書き初め

書き初めは、その年初めて書画を書くこと。正月二日は事始めの日で、縁起のいいこの日に縁起のいい詞を書いて、筆の上達を祈願した。

  • なにごとも縁起のいい日に始めると必ず続く

書き初めは、新年になって初めて書や画を書くことで、正月二日に行われる。正月二日は、仕事の準備をしたり、稽古を始める儀式の日。元日にもまして重要な日なのだ。なにごとも縁起のいい日に始めると必ず続くといわれていることから、初荷・仕事始め・鍬始め・舞い始め・謡い始め・初釜……と、書に限らず、事はこの日に始められる。

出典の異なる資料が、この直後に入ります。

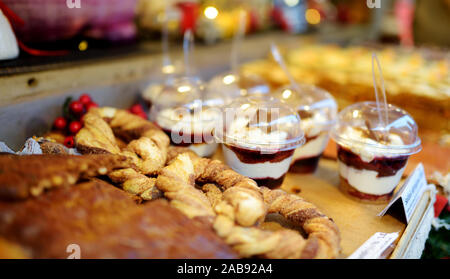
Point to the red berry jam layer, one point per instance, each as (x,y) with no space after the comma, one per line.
(346,188)
(384,166)
(269,182)
(305,165)
(250,156)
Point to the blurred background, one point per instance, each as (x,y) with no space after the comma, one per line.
(405,22)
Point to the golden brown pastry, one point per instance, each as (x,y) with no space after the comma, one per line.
(136,183)
(323,234)
(178,184)
(105,223)
(96,137)
(30,175)
(229,216)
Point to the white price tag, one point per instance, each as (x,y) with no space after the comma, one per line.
(409,194)
(375,246)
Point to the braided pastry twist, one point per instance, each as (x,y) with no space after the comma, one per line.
(323,235)
(147,147)
(136,183)
(178,184)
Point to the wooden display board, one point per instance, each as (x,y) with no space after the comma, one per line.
(357,221)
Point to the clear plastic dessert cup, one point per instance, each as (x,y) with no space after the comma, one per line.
(226,87)
(373,157)
(259,136)
(180,112)
(317,110)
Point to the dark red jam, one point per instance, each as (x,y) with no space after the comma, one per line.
(308,164)
(250,156)
(184,139)
(305,165)
(269,182)
(384,166)
(351,191)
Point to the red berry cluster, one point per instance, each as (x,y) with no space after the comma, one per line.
(138,110)
(71,122)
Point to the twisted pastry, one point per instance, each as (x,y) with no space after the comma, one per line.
(323,234)
(253,241)
(146,155)
(147,148)
(242,200)
(178,184)
(96,137)
(136,183)
(248,241)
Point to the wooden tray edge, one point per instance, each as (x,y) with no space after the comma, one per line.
(412,241)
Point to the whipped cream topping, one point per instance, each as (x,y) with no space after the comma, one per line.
(311,148)
(366,181)
(247,135)
(196,122)
(312,126)
(366,153)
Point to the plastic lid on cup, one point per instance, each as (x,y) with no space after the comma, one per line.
(358,127)
(260,123)
(180,107)
(224,88)
(316,106)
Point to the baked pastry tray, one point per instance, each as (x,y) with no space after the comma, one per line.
(359,221)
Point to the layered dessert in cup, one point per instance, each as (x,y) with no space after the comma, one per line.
(228,86)
(259,136)
(317,110)
(373,157)
(181,112)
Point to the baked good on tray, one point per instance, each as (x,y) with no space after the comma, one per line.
(105,223)
(417,80)
(30,175)
(174,204)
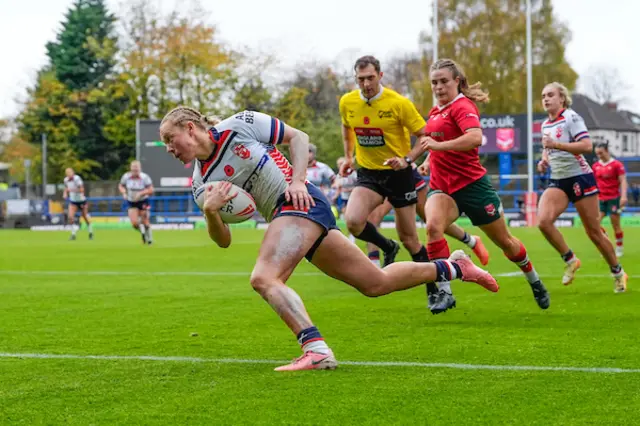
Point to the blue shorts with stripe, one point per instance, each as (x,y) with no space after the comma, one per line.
(320,213)
(576,187)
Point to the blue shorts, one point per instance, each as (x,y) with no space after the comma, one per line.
(79,204)
(420,182)
(576,187)
(320,213)
(140,205)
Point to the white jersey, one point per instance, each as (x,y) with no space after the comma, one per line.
(245,154)
(135,185)
(566,128)
(320,174)
(347,184)
(73,186)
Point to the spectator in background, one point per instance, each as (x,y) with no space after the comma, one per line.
(635,192)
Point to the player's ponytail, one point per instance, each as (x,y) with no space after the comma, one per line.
(212,120)
(180,115)
(473,92)
(564,92)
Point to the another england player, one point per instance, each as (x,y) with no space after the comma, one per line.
(74,192)
(612,183)
(318,173)
(565,139)
(242,150)
(136,187)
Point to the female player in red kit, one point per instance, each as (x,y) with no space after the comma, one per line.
(459,184)
(612,183)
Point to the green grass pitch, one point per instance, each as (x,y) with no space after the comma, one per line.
(115,297)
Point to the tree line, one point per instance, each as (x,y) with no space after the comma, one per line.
(106,70)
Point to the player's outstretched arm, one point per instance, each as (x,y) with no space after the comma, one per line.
(584,146)
(215,197)
(624,187)
(297,192)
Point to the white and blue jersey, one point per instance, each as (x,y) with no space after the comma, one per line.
(136,184)
(245,154)
(568,127)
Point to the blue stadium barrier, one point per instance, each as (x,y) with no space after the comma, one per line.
(182,205)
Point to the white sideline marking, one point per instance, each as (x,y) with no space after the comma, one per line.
(355,363)
(241,273)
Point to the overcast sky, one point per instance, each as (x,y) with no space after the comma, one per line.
(298,31)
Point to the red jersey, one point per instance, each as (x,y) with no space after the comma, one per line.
(453,170)
(607,177)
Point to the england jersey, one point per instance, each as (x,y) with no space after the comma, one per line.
(320,174)
(73,186)
(566,128)
(135,185)
(245,154)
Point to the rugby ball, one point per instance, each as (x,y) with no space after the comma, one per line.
(238,209)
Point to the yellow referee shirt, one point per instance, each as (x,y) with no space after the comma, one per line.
(383,126)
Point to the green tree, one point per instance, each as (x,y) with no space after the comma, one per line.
(200,68)
(293,109)
(488,39)
(54,110)
(82,58)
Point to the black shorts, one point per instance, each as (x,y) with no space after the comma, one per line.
(143,205)
(576,187)
(397,186)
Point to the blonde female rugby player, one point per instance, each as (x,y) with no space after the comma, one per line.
(565,140)
(241,150)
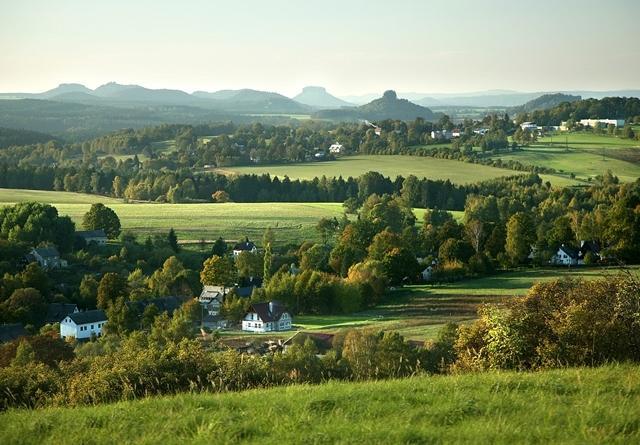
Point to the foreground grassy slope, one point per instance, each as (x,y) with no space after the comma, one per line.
(432,168)
(579,406)
(291,222)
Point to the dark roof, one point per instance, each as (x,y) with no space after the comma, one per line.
(9,332)
(164,304)
(269,311)
(88,316)
(91,233)
(571,252)
(58,311)
(47,252)
(245,245)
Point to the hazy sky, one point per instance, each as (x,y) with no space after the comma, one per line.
(350,47)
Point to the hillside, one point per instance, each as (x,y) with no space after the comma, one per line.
(386,107)
(545,102)
(318,97)
(561,406)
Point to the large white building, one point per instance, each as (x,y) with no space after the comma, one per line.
(604,122)
(82,325)
(267,317)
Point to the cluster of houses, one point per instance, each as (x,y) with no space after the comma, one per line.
(261,317)
(447,135)
(83,325)
(48,257)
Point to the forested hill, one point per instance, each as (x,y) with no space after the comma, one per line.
(545,102)
(607,108)
(11,136)
(386,107)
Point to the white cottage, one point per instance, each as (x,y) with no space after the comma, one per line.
(267,317)
(82,325)
(565,256)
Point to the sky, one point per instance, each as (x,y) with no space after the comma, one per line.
(350,47)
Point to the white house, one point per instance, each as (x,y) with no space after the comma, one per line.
(565,256)
(93,236)
(212,297)
(82,325)
(47,257)
(245,246)
(604,122)
(427,273)
(531,126)
(444,134)
(267,317)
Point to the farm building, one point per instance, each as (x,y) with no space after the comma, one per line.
(46,257)
(565,256)
(602,122)
(82,325)
(10,332)
(245,246)
(267,317)
(57,311)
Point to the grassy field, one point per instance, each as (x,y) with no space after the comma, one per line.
(291,222)
(418,312)
(582,154)
(572,406)
(432,168)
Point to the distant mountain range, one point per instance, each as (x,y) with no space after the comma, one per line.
(130,96)
(386,107)
(545,102)
(490,98)
(318,97)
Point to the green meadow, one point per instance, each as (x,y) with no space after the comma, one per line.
(291,222)
(419,311)
(571,406)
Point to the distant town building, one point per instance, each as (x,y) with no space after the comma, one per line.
(10,332)
(46,257)
(531,126)
(82,325)
(57,311)
(245,246)
(604,122)
(267,317)
(442,135)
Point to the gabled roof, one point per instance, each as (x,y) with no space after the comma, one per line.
(9,332)
(268,311)
(571,252)
(245,245)
(58,311)
(88,316)
(47,252)
(91,233)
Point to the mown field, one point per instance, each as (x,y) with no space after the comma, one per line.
(291,222)
(577,406)
(582,155)
(418,312)
(432,168)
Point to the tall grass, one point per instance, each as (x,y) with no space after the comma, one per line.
(580,406)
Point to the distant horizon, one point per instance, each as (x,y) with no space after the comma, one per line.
(351,47)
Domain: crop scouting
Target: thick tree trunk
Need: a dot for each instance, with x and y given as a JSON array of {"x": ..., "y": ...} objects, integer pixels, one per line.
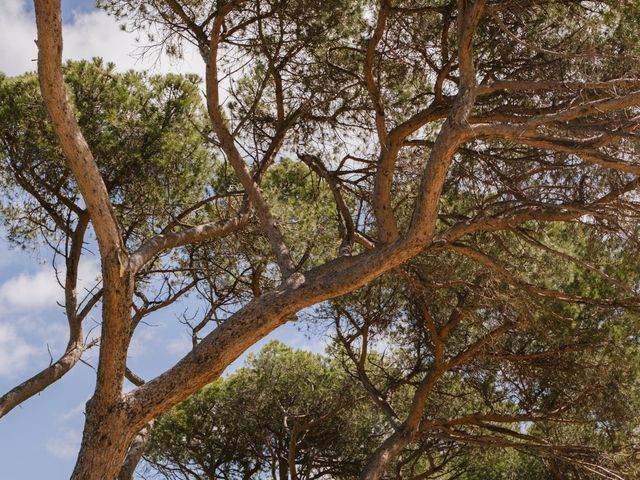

書はその人物を語るとさえいわれ、今では想像もつかないほど重要だったことから、書き初めはとても大切な儀式だった。庶民の間に浸透したのは江戸時代、寺子屋教育が始まってからだが、平安時代すでに宮中には吉書初めの行事があった。

  • 若水ですった墨でおめでたい詞を書く

書き初め用の筆と墨は常に新しいものを用意する。部屋には学問の神様、菅原道真公の画像を掛け、その年の恵方に向かって若水で墨をすり、筆を取って、おめでたい詩歌やし詞、自作の賀頌をしたためる。和歌では「君が代は千代に八千代にさざれ石の巌となりて苔のむすまで」、漢詩では「長生殿裏春秋富 不老門前日月遅」が江戸時代よりの定番。ともに『和漢朗詠集』の「祝」の部分に載っている。

吉書は神棚に上げておくか、部屋に飾り、正月十五日のどんど焼きの火で焼く。これを吉書揚げといって、紙が高く燃え上がれば上がるほど、腕前は上達するといわれている。

正月二日は仕立屋さんも、縫い始めの日として、布に一針だけでも針を通す。すると一年中仕事に困らないとか。作家を志すなら一文なりとも書いてみよう。ピアノが上手になりたいのなら一曲なりとも弾いてみよう。仕事も芸術もスポーツも、なにごとも初めが肝心。正月二日、襟を正し、さわりだけでもやってみるといいかもしれない。